What did @olympiaanley actually say?
The claim is that vitamin D conversion from sunlight takes about 48 hours to peak and enter the bloodstream, and that washing your skin with soap after sun exposure washes away the vitamin D before it can absorb. The "hack" is to skip soap on sun-exposed skin after UV exposure. This is presented as an evidence-based biohack, not a fringe idea, and the creator frames the 48-hour absorption timeline as the scientific justification for avoiding soap.
To be fair, the creator correctly identifies the basic photochemical process: UVB rays hit the skin and convert a cholesterol derivative (specifically 7-dehydrocholesterol) into pre-vitamin D3. That part is accurate. The controversy is in what comes next.
Does the science back this up?
Partially, but the "don't wash" advice is built on a real finding that gets significantly overstated here. Research does confirm that vitamin D3 synthesis involves a surface conversion step. A 1977 study by Holick et al. published in Science established the photolysis pathway from 7-dehydrocholesterol to pre-vitamin D3 in the skin. Subsequent work, including Holick's 1995 review in Annual Review of Nutrition, confirmed that thermal conversion of pre-D3 to D3 occurs in the epidermis over hours.
The soap concern originates largely from a single older study suggesting that washing skin shortly after UV exposure could reduce surface vitamin D3 before it is absorbed transdermally. However, more recent thinking holds that most vitamin D3 produced in the skin is not sitting on the surface waiting to be rinsed off. It is formed within the keratinocytes of the epidermis, not on top of them. The claim that a normal shower erases meaningful amounts of vitamin D is not well-supported by controlled human trials with clinical endpoints.
What did they get wrong (or right)?
The creator gets the basic photochemistry right. UVB, 7-dehydrocholesterol, pre-vitamin D3, then D3 is the correct sequence. The 48-hour figure for peak blood levels is also in a defensible range. Studies including work by Hollis (2005, Journal of Nutrition) suggest serum 25(OH)D levels rise over 24-72 hours following UV exposure, so that number is not invented.
What is wrong, or at least badly overstated, is the claim that you are "effectively washing away the Vitamin D." The vitamin D3 formed in the skin is largely produced intracellularly in epidermal layers, then transported via vitamin D-binding protein in the bloodstream. A standard soap-and-water shower does not flush out intracellular products. The surface of your skin is not a vitamin D reservoir that soap empties. Some researchers have noted that skin surface lipids contain precursors, and aggressive scrubbing of the surface layer could theoretically reduce conversion, but the evidence for clinically meaningful loss from normal showering is weak. This is a case where a real physiological nuance got turned into an oversimplified rule.
What should you actually know?
If you want to optimize vitamin D from sunlight, the variables that actually matter in the research are time of day, skin tone, latitude, season, body surface area exposed, and baseline 25(OH)D levels. A 2010 paper by Webb and Engelsen in Photochemistry and Photobiology modeled how dramatically these factors shift effective UVB exposure.
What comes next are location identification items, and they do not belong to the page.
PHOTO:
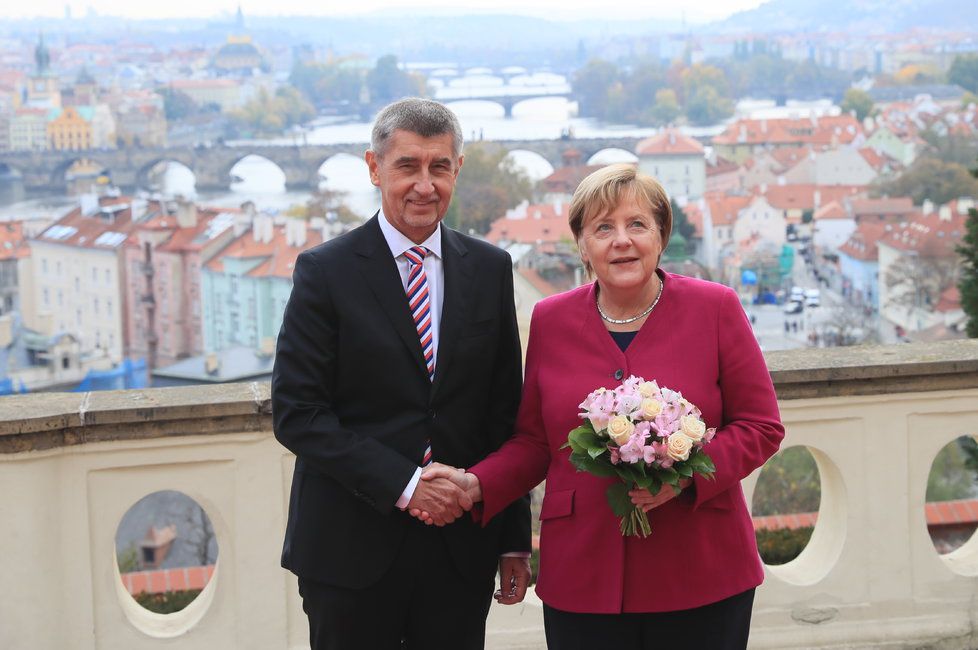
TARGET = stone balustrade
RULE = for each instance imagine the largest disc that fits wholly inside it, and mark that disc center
(71, 465)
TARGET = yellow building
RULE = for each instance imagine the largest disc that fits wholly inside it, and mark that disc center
(70, 128)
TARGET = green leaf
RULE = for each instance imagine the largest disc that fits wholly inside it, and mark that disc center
(619, 500)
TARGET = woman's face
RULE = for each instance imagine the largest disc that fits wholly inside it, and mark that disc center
(622, 245)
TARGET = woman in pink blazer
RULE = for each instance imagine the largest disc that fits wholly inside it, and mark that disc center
(690, 584)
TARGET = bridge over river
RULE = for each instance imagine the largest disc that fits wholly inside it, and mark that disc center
(45, 172)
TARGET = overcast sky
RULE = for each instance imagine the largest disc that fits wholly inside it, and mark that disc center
(695, 11)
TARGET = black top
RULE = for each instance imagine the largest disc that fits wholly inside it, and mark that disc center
(623, 339)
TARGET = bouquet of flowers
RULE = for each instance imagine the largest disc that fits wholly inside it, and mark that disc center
(646, 436)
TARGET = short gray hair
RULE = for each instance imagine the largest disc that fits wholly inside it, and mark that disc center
(424, 117)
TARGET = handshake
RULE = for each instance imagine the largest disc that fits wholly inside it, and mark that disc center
(443, 494)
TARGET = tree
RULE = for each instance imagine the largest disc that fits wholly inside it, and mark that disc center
(592, 84)
(666, 108)
(788, 483)
(859, 101)
(968, 282)
(964, 72)
(325, 84)
(916, 282)
(488, 185)
(177, 105)
(388, 83)
(932, 179)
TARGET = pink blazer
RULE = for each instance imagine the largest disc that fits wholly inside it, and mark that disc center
(702, 549)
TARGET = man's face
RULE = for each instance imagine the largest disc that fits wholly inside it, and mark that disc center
(416, 177)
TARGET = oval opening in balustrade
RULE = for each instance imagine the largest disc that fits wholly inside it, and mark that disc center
(785, 505)
(166, 551)
(799, 511)
(951, 508)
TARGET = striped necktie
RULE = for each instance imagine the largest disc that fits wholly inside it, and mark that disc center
(420, 305)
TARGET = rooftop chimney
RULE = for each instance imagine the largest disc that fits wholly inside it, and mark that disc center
(186, 213)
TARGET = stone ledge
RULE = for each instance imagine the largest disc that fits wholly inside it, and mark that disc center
(46, 420)
(50, 420)
(874, 370)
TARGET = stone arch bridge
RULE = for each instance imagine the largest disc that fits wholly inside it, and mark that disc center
(44, 172)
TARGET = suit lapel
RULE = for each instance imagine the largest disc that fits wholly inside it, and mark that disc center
(455, 305)
(380, 272)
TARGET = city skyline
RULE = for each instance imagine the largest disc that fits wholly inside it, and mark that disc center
(697, 12)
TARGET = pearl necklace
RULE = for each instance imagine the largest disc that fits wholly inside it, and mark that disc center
(625, 321)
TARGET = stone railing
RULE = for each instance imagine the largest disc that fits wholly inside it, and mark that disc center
(72, 464)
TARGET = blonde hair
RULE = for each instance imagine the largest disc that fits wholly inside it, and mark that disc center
(602, 191)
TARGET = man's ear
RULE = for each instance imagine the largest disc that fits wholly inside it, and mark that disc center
(372, 163)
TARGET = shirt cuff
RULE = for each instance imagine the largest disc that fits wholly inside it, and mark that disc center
(409, 490)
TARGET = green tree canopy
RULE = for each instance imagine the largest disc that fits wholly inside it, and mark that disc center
(324, 83)
(488, 185)
(859, 101)
(964, 72)
(932, 179)
(591, 85)
(968, 283)
(388, 83)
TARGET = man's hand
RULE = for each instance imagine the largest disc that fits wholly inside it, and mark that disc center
(646, 500)
(468, 485)
(437, 499)
(514, 578)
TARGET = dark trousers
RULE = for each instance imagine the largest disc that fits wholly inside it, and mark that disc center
(723, 625)
(422, 603)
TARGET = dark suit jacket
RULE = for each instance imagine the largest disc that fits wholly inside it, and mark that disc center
(352, 399)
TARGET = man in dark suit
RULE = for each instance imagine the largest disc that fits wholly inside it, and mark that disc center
(399, 346)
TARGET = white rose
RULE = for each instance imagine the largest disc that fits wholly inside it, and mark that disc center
(647, 389)
(679, 446)
(693, 427)
(620, 429)
(651, 408)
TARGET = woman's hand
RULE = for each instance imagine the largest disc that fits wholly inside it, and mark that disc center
(646, 501)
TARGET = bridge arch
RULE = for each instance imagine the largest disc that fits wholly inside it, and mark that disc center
(261, 173)
(534, 165)
(611, 155)
(151, 167)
Those variables dwarf any theoretical impact of post-sun showering.
Regular testing of serum 25(OH)D is the most direct way to know whether your sun exposure is working. Most labs consider 30-50 ng/mL an adequate range, though some researchers argue for higher targets. If you are genuinely deficient, no amount of soap avoidance compensates for insufficient sun exposure or poor baseline conversion. Supplementation and sun exposure together, guided by actual lab values, is the approach with evidence behind it. The soap tip is, at best, a minor variable with marginal support, not a primary lever.